Tanks for the ID on the hairgrass. I think I will go take a plug of it and test grow some under water to be sure.


----------



## HeyPK (Jan 23, 2004)

The second one is willow. The last one is genus, Bidens. It produces the two-pronged 'sticktights'


----------



## PeterE (Feb 9, 2010)

Do you have any clear lakes near you? Those are the ones that are usually filled with plants up here. That substrate article was really cool, by the way. I really want to try it out.


----------



## mudboots (Jun 24, 2009)

I enjoyed the artilcle. I'll keep this in mind for the future set up. Thanks for sharing.


----------



## RESET (Oct 12, 2010)

Man, I hate those sticktight things. I have never seen one so small or not all dried up, didn't even recognize it. 
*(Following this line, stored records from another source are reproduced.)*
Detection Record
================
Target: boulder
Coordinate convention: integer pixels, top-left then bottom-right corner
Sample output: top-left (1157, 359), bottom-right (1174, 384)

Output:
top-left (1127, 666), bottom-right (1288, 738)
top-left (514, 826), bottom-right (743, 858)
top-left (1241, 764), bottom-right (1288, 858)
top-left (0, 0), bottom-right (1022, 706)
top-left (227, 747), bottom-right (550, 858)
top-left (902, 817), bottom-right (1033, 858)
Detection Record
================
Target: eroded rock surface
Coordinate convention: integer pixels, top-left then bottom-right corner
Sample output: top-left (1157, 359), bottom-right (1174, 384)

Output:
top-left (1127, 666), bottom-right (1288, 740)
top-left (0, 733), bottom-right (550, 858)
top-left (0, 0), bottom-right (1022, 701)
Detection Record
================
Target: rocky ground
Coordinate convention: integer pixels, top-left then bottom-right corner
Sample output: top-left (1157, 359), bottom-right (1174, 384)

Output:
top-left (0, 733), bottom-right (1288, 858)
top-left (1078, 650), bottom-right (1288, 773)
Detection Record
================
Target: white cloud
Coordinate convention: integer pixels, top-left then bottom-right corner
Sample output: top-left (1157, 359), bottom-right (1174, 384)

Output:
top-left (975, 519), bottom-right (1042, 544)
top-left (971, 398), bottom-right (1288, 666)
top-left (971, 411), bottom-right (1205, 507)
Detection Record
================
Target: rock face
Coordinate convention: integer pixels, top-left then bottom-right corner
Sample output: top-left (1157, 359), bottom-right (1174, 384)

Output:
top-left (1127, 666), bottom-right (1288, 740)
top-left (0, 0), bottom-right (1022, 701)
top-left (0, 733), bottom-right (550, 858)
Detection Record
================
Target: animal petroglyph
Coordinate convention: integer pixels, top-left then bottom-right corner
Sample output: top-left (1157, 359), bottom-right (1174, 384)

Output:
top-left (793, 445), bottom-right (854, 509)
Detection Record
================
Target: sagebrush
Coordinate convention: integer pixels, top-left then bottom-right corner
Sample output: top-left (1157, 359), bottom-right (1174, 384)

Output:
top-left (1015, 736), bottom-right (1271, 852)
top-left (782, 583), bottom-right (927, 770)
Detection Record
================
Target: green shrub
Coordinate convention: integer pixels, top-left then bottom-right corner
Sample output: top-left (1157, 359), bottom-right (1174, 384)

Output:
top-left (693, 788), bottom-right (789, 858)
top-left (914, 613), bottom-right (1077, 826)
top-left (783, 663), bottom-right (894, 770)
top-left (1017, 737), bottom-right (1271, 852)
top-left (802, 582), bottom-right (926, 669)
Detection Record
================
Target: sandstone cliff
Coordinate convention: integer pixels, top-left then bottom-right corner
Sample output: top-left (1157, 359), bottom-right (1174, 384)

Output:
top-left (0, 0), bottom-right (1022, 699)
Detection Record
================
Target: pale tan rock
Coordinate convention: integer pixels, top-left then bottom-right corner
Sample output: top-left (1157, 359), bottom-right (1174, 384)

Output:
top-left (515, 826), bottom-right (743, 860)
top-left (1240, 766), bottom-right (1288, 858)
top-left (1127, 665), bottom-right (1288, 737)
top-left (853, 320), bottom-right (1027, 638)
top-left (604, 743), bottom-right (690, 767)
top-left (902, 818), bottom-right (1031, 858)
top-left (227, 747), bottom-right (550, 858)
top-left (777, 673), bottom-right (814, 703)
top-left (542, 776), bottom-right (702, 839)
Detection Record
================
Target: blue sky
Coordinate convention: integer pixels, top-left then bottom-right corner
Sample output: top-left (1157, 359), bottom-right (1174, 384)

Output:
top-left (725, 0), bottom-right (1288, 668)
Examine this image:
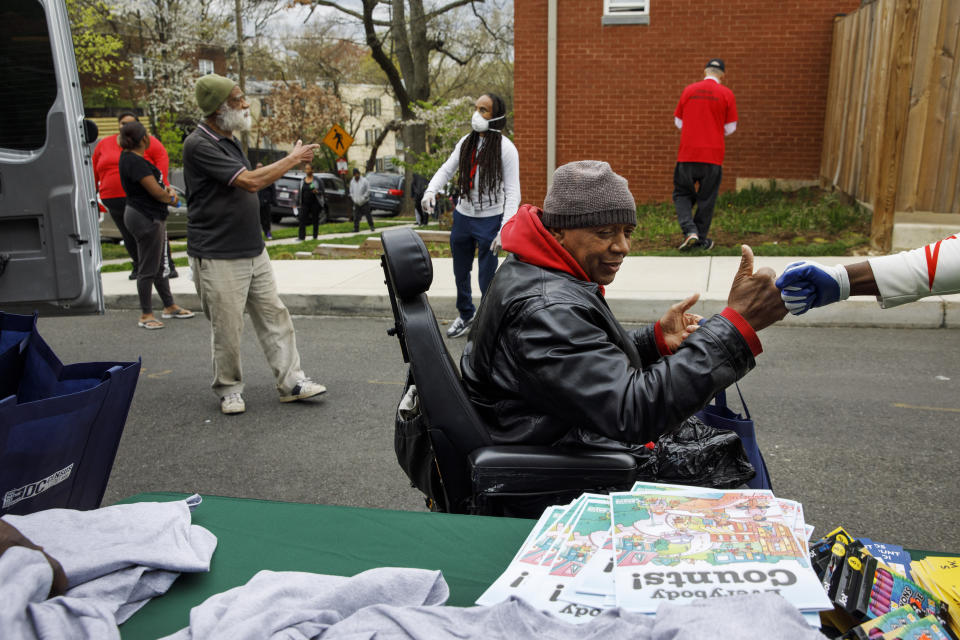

After some research, I think I got too excited about the hairgrass. I didn't realize that there was an aquatic and a non-aquatic plant with the same name. Darn.

So, I basically struck out on the ditch plants. Unless the willow is the one that I am thinking of that I can put some cuttings in the water and have it take root, sucking up some excess nutrients while I wait for some more plants. What do you think? will that work?


----------



## RESET (Oct 12, 2010)

PeterE said:


> Do you have any clear lakes near you? Those are the ones that are usually filled with plants up here. That substrate article was really cool, by the way. I really want to try it out.


There are lakes around but none in walking distance of my house. I am prety sure that I will need some sort of license to collect plants at a state park, where the lakes are. And to think that I used to just throw the "weeds" on the bank when I was fishing.


----------



## mudboots (Jun 24, 2009)

You might contact your local game personnel. Each state has its own rules on collecting, and some, like Texas, are no problem at all as long as you are not collecting endangered plants or plants on the noxious/invasive list.


----------



## RESET (Oct 12, 2010)

I think I will go the retail or hobbiest route. It is safer and easier.

I am thinking I want some V. americana, some E. parvula and some P. pectinata and maybe a couple Echinodorus cordifolius. The Val would be used a boarder plants to break up line of sight as would the Proserpinaca. The hairgrass would be used as small bedding areas and the rest open gravel. How many of each plant would I need to effectively start this NPT?


----------



## mudboots (Jun 24, 2009)

Not sure exactly how much of each, but you definitely want to overestimate and get it as densely planted from the start as you can.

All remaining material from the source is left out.